Table of Contents
Part 3 of this series on uplifting Model Risk Management (MRM) for deployed and agentic AI. If you have not read the prelude on deployer risk, start there: The AI industry's massive blind spot.
This instalment focuses on agentic AI: systems that can take actions (via tools, write access, or workflow triggers).
Executive Summary
- Agentic AI changes the risk surface from “is the model accurate?” to “what can the system do, and what does it have permission to touch?”
- As autonomy increases, the blast radius is shaped more by tool access and workflow integration than by the model itself.
- Controls that matter early include least privilege, approval gates, observability, immutable logging, and kill-switches.

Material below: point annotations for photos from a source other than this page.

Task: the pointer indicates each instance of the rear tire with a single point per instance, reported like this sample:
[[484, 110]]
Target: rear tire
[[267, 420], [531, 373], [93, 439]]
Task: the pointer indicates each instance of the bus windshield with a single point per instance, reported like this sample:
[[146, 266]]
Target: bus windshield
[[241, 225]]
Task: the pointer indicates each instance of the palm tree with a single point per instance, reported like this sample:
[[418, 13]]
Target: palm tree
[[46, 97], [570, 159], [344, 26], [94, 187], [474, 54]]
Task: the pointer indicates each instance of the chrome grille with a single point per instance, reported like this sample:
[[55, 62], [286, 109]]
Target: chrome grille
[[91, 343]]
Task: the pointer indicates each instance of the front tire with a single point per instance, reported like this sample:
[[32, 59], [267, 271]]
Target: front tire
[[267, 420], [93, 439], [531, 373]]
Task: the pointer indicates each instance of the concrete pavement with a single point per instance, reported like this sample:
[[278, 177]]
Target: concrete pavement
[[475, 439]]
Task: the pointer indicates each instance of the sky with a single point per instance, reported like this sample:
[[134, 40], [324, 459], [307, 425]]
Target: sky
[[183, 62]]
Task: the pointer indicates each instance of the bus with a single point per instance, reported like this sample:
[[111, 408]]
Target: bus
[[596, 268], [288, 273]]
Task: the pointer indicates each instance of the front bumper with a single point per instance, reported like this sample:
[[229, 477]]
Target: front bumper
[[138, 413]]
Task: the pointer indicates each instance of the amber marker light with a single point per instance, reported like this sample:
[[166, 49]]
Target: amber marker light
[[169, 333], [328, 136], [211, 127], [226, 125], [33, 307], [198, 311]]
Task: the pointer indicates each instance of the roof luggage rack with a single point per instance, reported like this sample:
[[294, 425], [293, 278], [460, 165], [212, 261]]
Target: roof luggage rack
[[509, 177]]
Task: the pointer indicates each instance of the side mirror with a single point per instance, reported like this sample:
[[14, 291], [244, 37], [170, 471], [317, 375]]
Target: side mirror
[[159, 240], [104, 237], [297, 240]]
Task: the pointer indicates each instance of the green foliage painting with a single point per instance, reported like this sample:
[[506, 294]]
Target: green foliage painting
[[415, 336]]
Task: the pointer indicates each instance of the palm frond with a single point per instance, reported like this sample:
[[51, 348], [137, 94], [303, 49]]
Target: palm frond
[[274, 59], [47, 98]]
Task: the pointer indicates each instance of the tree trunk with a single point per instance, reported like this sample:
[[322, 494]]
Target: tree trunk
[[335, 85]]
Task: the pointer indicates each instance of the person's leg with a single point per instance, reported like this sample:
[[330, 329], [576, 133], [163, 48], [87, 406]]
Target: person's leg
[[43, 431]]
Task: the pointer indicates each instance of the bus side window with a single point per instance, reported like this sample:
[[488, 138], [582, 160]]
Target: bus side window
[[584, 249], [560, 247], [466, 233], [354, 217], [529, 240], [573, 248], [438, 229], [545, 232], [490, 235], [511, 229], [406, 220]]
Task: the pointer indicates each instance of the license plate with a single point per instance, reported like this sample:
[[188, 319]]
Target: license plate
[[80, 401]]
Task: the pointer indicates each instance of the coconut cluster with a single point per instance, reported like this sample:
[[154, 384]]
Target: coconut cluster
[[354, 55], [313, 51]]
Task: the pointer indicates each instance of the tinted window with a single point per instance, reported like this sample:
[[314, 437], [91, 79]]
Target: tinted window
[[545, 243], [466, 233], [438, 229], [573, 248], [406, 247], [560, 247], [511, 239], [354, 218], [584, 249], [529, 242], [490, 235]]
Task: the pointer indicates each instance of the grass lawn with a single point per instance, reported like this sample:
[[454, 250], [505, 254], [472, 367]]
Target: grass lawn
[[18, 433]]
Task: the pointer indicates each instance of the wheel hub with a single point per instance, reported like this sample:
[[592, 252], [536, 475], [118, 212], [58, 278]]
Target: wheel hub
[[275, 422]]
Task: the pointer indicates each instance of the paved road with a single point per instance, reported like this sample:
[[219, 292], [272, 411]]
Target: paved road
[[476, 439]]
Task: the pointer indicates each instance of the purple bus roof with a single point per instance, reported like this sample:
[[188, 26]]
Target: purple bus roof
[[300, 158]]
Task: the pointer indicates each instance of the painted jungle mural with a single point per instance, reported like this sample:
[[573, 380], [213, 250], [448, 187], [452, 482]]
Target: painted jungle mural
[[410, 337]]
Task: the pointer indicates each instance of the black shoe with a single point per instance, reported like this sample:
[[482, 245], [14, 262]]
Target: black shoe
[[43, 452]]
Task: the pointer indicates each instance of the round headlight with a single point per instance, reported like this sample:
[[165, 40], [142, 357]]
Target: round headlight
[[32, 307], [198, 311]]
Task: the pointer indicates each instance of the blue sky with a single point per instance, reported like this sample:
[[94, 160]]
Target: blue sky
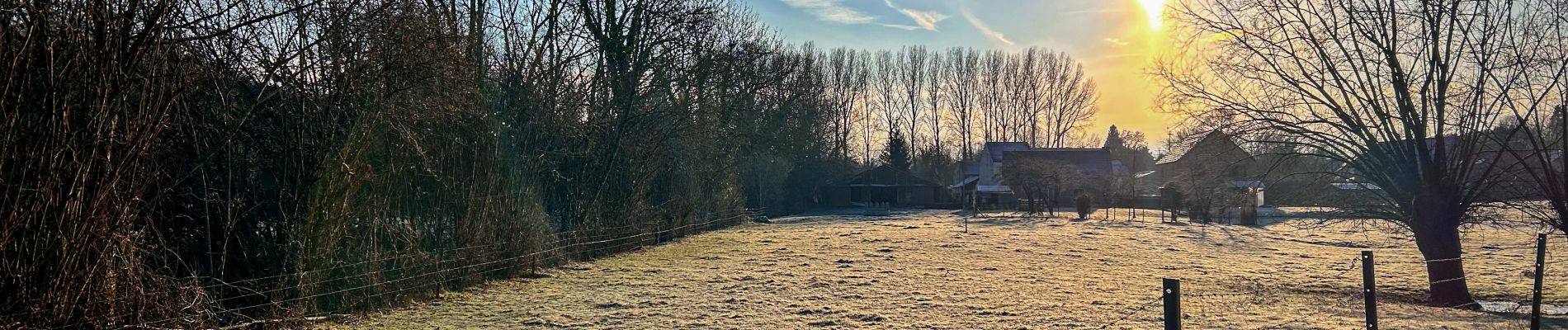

- Evidence should include a clear tool/permission map, an approval matrix for high-impact actions, a logging and retention plan, a rollback plan, and the minimum you need for incident reconstruction.
A scenario you will recognise
Consider a plausible internal deployment.
A team introduces an AI agent to help operations: triage incoming requests, draft responses, file tickets, and keep systems up to date. It starts as assistive. Then, gradually, it gains tool access: it can create and update tickets, change a record in a system of record, and trigger a workflow.
Nothing catastrophic happens on day one. The risk shows up through compounding: a small misunderstanding leads to an incorrect update, which triggers a follow-on workflow, which creates more work, which reduces trust, which leads teams to build informal workarounds. You get operational friction and a messy incident narrative, even if no single step is "wrong" enough to fail a unit test.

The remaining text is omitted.